On October 24, 2016, the Department of Justice announced a settlement with Life Care Centers of America Inc. (Life Care) and its owner, Forrest L. Preston. The defendants agreed to pay $145 million to resolve a lawsuit alleging that Life Care violated the False Claims Act (FCA) by knowingly causing skilled nursing facilities (SNFs) to submit false claims to Medicare and TRICARE for rehabilitation therapy services that were not reasonable, necessary or skilled. Life Care, which is based in Cleveland, Tennessee, owns and operates more than 220 skilled nursing facilities across the United States.
“This resolution is the largest settlement with a skilled nursing facility chain in the department’s history,” said Principal Deputy Assistant Attorney General Benjamin C. Mizer, head of the Justice Department’s Civil Division. “It is critically important that we protect the integrity of government health care programs by ensuring that services are provided based on clinical rather than financial considerations.”
The settlement resolves allegations that, between January 1, 2006 and February 28, 2013, Life Care submitted false claims for rehabilitation therapy by engaging in a systematic effort to increase its Medicare and TRICARE billings. Medicare reimburses SNFs at a daily rate that reflects the skilled therapy and nursing needs of qualifying patients. The greater the skilled therapy and nursing needs of the patient, the higher the level of Medicare reimbursement. The highest level of Medicare reimbursement for SNFs is for “Ultra High” patients who require a minimum of 720 minutes of skilled therapy from two therapy disciplines (e.g., physical, occupational, or speech), one of which must be provided five days per week.
In the complaint, the United States alleged that Life Care instituted corporate-wide policies and practices designed to place as many beneficiaries in the Ultra High reimbursement level regardless of the clinical needs of the patients, resulting in the provision of unreasonable and unnecessary therapy to many beneficiaries. Life Care also sought to keep patients longer than was necessary in order to continue billing for rehabilitation therapy, even after the treating therapists felt that therapy should be discontinued.

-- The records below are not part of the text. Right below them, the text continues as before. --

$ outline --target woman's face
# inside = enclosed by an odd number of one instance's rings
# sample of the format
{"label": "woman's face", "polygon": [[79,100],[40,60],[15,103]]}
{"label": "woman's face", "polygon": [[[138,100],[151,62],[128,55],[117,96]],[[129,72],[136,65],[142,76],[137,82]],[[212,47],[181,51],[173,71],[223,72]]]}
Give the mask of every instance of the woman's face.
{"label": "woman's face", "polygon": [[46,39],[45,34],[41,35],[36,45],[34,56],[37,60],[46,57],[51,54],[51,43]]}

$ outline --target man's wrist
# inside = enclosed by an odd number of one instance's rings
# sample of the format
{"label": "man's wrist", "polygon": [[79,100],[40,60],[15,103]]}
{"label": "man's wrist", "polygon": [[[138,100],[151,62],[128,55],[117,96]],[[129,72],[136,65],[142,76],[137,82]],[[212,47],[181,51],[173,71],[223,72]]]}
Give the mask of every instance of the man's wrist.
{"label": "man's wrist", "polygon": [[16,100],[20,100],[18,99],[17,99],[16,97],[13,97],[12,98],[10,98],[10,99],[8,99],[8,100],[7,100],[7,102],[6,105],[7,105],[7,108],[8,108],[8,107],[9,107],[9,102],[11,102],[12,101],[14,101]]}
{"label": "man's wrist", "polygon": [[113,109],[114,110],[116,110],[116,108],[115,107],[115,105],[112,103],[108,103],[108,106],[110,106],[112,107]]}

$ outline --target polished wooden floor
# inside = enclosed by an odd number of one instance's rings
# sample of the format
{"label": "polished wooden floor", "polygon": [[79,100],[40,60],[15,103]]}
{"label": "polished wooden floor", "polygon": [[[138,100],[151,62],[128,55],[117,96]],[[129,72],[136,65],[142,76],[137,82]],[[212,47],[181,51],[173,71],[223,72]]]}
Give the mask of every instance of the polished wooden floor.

“The resolution announced today demonstrates the commitment of the U.S. Attorney’s Office to aggressively pursue providers who utilize fraudulent practices to knowingly put their own financial self-interest over a duty to patients,” said U.S. Attorney Wilfredo A. Ferrer of the Southern District of Florida. “It is imperative that providers make healthcare decisions based upon a patient’s need for services rather than a self-serving desire to maximize financial profit. Our office will continue to investigate fraud allegations, in order to ensure that providers do not compromise the integrity of our public health care programs.”
The settlement, which was based on the company’s ability to pay, is a great reminder that employees are given tremendous power under the FCA to rectify fiscal wrongdoing that they observe in the workplace. In this case, the whistleblower reward for filing their qui tam whistleblower lawsuit will be $29 million for relators Tammie Taylor and Glenda Martin.